使用Hadoop 实现文档倒排索引 / 憋错料

文档倒排索引主要是统计每个单词在各个文档中出现的频数，因此要以单词为key，value为文档以及该单词在此文档频数，即输出数据的格式形如：

< word1,[doc1,3] [doc2,4] ... >
:表示word1这个单词在doc1文档中出现了3次，在doc2文档中出现了4次。

整个程序的输入是一系列文件，比如file01.txt, file02.txt, file03.txt ....，首先要将这些文件上传到hadoop hdfs中作为程序的输入。上传过程以及Java类的编译等可以参考这篇博客：运行Hadoop示例程序WordCount，这里不再详细介绍。本程序的源代码在文章最后面。

一、程序运行的大体思路

由于文档倒排索引考察的是一个单词和文档的关系，而系统默认的LineRecordReader是按照每行的偏移量作为map输入时的key值，每行的内容作为map的value值，这里的key值（即行偏移量对我们的意义不大），我们这里考虑将一个文档的名字作为关键字，而每一行的值作为value，这样处理起来比较方便，（即：map的输入形式为<fileName, a line>，主要是通过一个自定义的RecordReader类来实现，下面会有介绍）。整个程序数据处理流程如下面所示：

map类的主要作用是处理程序的输入，这里的输入形式是<fileName,a line>，即输入的关键字key是文件名如file01.txt，值value为一行数据，map的任务是将这一行数据进行分词，并以图中第一部分的形式进行输出。

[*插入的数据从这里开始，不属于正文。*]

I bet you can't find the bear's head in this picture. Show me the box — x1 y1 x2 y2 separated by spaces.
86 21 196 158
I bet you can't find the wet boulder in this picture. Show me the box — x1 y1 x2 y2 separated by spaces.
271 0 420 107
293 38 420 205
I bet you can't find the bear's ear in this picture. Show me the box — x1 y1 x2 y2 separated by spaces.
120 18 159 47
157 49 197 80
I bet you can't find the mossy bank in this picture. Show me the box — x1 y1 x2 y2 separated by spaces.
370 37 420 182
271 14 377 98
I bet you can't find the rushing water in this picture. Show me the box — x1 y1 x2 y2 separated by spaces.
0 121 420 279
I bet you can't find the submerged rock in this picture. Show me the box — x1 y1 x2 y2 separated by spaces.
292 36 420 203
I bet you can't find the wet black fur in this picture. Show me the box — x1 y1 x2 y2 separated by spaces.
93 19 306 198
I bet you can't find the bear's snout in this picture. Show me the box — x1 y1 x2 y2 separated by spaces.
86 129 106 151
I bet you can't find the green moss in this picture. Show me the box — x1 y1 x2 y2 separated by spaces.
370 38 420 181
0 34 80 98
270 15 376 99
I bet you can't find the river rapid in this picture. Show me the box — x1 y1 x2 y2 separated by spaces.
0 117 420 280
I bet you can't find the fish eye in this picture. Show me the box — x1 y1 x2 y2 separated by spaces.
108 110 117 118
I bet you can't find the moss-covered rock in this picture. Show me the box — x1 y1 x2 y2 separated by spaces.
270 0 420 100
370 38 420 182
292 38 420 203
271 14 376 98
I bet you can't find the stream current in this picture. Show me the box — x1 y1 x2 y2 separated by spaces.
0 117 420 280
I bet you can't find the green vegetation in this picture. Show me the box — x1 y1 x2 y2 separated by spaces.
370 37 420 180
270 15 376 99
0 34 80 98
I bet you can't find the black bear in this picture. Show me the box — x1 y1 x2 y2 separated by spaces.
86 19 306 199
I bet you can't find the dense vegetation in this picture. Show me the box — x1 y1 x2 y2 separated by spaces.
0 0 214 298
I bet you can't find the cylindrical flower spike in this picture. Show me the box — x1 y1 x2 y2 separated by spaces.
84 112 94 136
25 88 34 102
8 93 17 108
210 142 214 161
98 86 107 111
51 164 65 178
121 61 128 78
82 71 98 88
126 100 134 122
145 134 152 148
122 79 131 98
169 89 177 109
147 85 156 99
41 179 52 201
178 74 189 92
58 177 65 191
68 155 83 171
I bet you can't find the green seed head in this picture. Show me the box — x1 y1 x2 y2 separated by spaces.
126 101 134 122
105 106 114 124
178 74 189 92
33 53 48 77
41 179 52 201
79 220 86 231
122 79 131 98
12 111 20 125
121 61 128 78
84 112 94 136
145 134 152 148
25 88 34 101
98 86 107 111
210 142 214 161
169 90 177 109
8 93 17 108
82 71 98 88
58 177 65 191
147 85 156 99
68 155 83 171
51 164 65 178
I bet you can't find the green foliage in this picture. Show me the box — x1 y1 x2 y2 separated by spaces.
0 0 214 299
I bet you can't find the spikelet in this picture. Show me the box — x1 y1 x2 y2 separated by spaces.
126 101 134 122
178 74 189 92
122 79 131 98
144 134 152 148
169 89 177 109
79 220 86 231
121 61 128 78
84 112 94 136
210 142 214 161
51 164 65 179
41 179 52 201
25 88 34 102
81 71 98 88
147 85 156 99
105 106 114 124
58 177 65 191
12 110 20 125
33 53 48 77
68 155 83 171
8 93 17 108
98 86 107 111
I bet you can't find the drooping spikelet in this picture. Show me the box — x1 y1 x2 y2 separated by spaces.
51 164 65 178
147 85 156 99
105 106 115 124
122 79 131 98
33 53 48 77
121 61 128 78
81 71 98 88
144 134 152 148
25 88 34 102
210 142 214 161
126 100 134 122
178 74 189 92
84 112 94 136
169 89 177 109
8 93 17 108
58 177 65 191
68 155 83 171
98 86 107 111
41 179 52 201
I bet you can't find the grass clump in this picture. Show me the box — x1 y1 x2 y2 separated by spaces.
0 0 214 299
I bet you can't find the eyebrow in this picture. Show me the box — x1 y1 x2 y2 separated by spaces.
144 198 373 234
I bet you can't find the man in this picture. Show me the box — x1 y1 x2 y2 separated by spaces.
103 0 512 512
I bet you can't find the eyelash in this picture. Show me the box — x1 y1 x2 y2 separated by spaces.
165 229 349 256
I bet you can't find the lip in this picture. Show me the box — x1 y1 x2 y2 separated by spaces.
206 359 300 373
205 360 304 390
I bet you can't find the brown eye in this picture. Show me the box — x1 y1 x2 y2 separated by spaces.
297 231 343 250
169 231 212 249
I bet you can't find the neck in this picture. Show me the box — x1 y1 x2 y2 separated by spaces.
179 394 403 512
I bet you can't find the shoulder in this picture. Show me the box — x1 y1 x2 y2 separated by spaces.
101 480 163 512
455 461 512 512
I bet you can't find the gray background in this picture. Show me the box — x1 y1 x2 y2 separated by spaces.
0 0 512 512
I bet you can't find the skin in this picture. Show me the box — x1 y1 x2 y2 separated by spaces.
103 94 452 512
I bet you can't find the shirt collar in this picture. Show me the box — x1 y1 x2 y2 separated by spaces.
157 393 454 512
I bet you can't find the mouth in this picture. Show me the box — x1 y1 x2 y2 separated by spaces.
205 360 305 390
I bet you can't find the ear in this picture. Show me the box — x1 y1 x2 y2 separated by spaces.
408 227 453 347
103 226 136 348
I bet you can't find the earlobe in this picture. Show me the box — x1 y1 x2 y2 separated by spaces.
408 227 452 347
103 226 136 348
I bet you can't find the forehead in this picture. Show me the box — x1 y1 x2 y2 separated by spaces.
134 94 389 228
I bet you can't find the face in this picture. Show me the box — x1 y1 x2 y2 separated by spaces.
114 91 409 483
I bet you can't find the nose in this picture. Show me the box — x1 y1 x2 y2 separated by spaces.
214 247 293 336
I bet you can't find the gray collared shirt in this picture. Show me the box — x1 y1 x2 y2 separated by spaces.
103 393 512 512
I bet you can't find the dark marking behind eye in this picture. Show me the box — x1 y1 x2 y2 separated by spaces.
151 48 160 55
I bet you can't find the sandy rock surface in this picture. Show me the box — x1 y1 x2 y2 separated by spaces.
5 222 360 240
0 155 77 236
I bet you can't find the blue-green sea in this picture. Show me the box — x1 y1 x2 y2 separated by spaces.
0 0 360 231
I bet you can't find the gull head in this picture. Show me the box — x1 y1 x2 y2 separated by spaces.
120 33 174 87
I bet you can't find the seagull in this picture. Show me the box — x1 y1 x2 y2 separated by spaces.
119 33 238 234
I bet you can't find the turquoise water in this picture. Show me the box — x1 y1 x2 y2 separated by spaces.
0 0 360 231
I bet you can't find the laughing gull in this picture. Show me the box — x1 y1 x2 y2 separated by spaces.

combine类的主要作用是将map输出的相同的key的value进行合并（相加），这样有利于减少数据传输，combine是在本节点进行的。

partition的主要作用是对combine的输出进行分区，分区的目的是使key值相同的数据被分到同一个节点，这样在进行reduce操作的时候仅需要本地的数据就足够，不需要通过网络向其他节点寻找数据。上图中的 "partitionby
word1 rather than word1#doc1" 意思是将word1作为分区时的关键字，而不是word1#doc1，因为我们在之前的输出的关键字的形式是word1#doc1的不是word1这样系统会默认按照进行word1#doc1分区，而我们最终想要的结果是按照word1分区的，所以需要我们自定义patition类。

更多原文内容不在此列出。